JanDhan 2.0: Passive funds can help enhance financial savings

The massive rollout of JanDhan bank accounts has surely gone a long way towards financial inclusion in India. The total balance in the 410 million JanDhan bank accounts is a large sum of Rs 1.31 lakh crore. With financial inclusion of this magnitude, we need to now focus on improving savings in the country and making available convenient, unspeculative, and low-cost savings avenues that can boost wealth creation.

At present, as a country we have Rs 143 lakh crore of deposits with banks, Rs 27 lakh crore investment in mutual funds. This is apart from the investments in physical gold and real estate.

Like in other sectors, technology is making its impact in fund management as well, and this can provide a fillip to financial savings. Passive fund management (PFM) and exchange-traded funds (ETFs) can be important enablers and can provide market-linked returns with transparency and at low cost.

These alternatives take away the risk of human judgement and decision making. It’s like a driverless car that drives based on technology-driven pre-programed inputs.

These funds are managed passively, and therefore, the annual expenses are significantly lower than the actively-managed funds. They provide liquidity – like stocks – they are sold at real time prices and trade throughout the day. Being listed on stock exchanges, their cost of distribution is much cheaper, and the reach is wider. Also, they do not have any minimum investment requirement, so investors can invest as per their requirement.

As a result, globally, passive fund management is growing twice as fast as active fund management. It is expected that by 2024, out of a total of approximately $ 106 trillion under management globally, almost $ 25 trillion will be managed by passive funds.

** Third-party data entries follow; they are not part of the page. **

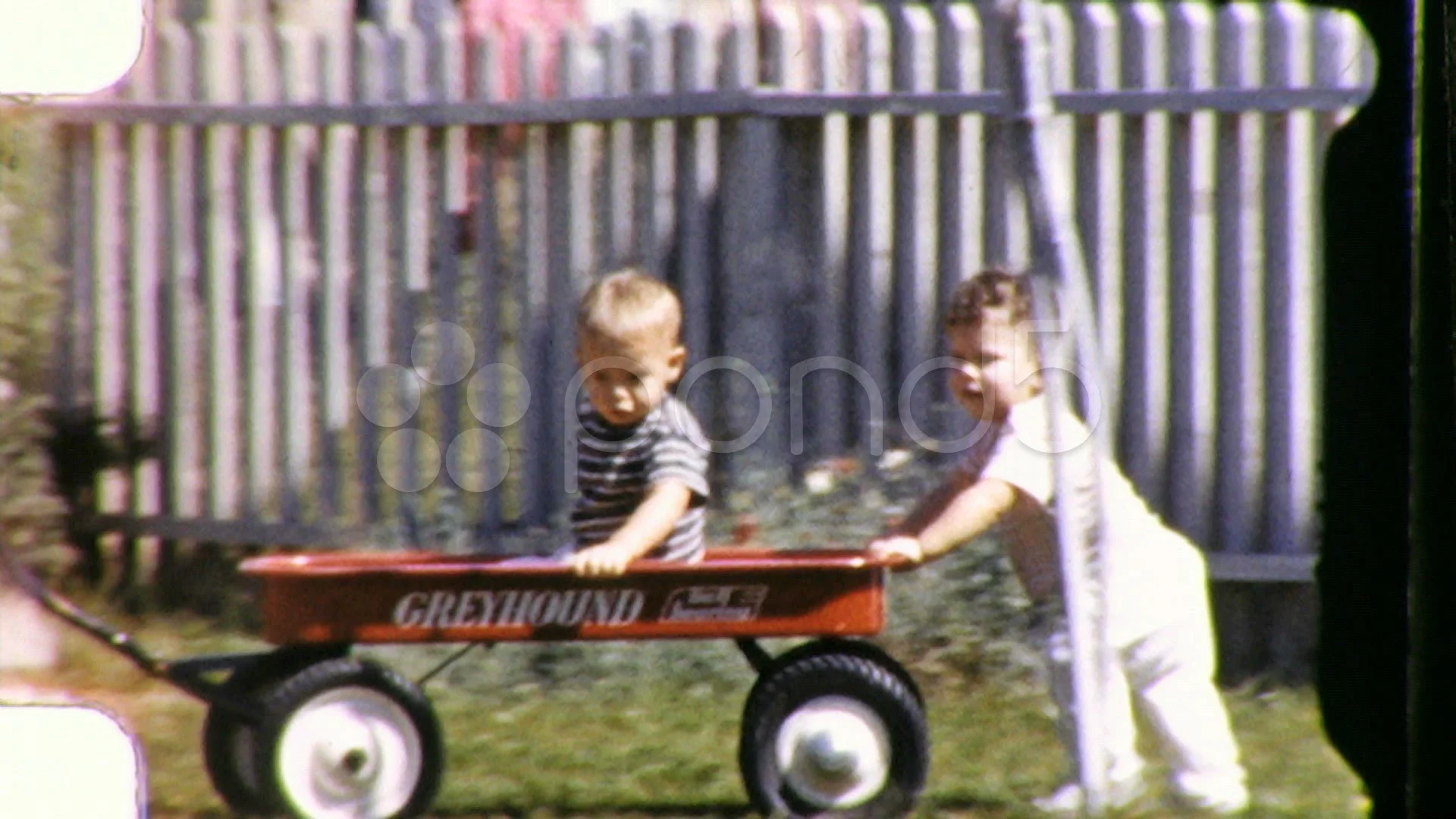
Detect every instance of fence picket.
[318,22,352,522]
[597,24,638,267]
[786,8,864,457]
[668,22,719,428]
[849,6,894,456]
[158,20,206,519]
[278,25,320,523]
[1072,3,1124,441]
[1264,3,1322,554]
[514,32,550,526]
[1119,3,1169,510]
[1263,2,1323,673]
[768,6,821,472]
[55,2,1373,600]
[240,25,287,519]
[1168,5,1219,548]
[353,24,399,523]
[541,30,591,504]
[467,32,510,530]
[716,20,802,481]
[983,5,1031,270]
[632,14,677,277]
[880,6,946,431]
[198,24,245,519]
[937,3,986,440]
[125,35,163,536]
[92,87,131,521]
[1214,3,1265,676]
[1217,5,1264,554]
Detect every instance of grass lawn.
[0,606,1364,819]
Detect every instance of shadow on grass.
[413,797,1012,819]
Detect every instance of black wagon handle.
[0,529,168,676]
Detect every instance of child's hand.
[869,535,924,566]
[570,541,636,577]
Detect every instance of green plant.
[0,105,70,574]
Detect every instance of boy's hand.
[570,541,636,577]
[869,535,924,566]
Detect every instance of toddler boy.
[869,270,1249,814]
[563,268,708,576]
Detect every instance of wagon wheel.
[738,650,929,819]
[253,657,444,819]
[202,648,344,816]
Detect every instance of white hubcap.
[277,686,424,819]
[774,697,890,809]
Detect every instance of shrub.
[0,103,67,573]
[359,443,1040,694]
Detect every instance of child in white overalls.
[869,271,1249,814]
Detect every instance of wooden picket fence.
[42,2,1374,592]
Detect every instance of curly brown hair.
[945,267,1054,328]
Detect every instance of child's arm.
[869,469,1016,564]
[571,481,693,576]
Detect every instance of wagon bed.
[240,548,883,645]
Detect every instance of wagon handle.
[0,529,166,676]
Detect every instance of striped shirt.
[571,395,708,561]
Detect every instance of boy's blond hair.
[576,268,682,344]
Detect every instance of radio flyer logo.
[663,586,769,623]
[354,322,532,493]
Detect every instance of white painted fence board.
[1119,2,1169,507]
[1264,3,1323,554]
[196,24,246,519]
[880,6,946,428]
[673,22,719,425]
[1072,3,1124,441]
[1168,5,1219,548]
[849,6,897,456]
[630,14,677,277]
[125,38,165,514]
[158,22,206,517]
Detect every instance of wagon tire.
[202,650,344,816]
[255,657,444,819]
[738,651,930,819]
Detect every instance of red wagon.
[8,539,929,817]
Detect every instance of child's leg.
[1046,621,1146,784]
[1122,598,1247,810]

I believe this trend of investor movement towards passive funds will continue.

Blackrock, the largest fund management house in the world, at the end of 2019 was managing ~$ 7.4 trillion, out of which almost $ 4.9 trillion was being managed by way of ETFs and passive funds. Active fund management constituted only ~$ 2 trillion. Passive funds formed 65-70% of the total AUM of fund managers like Blackrock and Vanguard.

Back home, passive investing is seeing some traction. Post the launch of the first such fund in 2001, the passive format has grown over time and there are close to 200 passive management schemes in India with an AUM of Rs 2 trillion as of today. This forms around 7% of the total mutual fund industry.

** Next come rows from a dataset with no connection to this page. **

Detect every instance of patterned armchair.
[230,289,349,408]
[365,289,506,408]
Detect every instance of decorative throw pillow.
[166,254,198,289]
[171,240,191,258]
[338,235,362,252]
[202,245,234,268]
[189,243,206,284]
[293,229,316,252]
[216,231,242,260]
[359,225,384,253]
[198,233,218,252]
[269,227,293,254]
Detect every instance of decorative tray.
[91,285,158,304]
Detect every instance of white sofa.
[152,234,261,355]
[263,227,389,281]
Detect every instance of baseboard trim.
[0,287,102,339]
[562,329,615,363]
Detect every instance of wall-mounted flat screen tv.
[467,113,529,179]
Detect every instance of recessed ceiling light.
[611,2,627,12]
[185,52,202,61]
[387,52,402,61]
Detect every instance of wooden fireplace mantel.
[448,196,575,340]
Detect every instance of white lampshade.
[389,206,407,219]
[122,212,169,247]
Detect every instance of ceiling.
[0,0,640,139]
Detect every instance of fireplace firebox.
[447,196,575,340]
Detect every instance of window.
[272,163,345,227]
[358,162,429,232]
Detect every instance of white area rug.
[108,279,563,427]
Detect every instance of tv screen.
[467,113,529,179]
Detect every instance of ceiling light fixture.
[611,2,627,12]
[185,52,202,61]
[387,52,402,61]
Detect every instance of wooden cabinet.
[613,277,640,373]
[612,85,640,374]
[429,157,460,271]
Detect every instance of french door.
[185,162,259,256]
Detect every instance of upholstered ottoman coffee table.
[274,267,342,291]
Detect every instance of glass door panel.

ETFs offer a variety of investment options such as diversified passive equity ETFs, niche passive equity ETFs, debt ETFs, gold ETFs and active ETFs. Additionally, as mentioned earlier, the cost of fund management is almost negligible. A fund management team (driver) is not required – once the technology is set up, it can move on auto-pilot with a small back office team. The distribution cost is also significantly lower, as these are standard products that can be sold online and do not require personalised selling/ marketing. As all the costs are debited to the unit holders, any savings will further improve return to investors.

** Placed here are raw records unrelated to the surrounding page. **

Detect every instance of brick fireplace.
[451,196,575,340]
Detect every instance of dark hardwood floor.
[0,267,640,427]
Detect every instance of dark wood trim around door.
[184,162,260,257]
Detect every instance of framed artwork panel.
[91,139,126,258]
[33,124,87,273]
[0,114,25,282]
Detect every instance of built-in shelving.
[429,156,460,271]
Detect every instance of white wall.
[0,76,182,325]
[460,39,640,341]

The combination of a simple product, high liquidity through exchange trading, transparency, ease of trading and lower costs make passive funds a very attractive option. Today, 84% of mutual fund investment is contributed by top 30 cities. Passive investing/ ETF, if distributed technologically, would make a very popular product for masses across the country. It can change the savings landscape in India and can create liquidity in assets class like government bonds, corporate bonds, commodity like gold etc.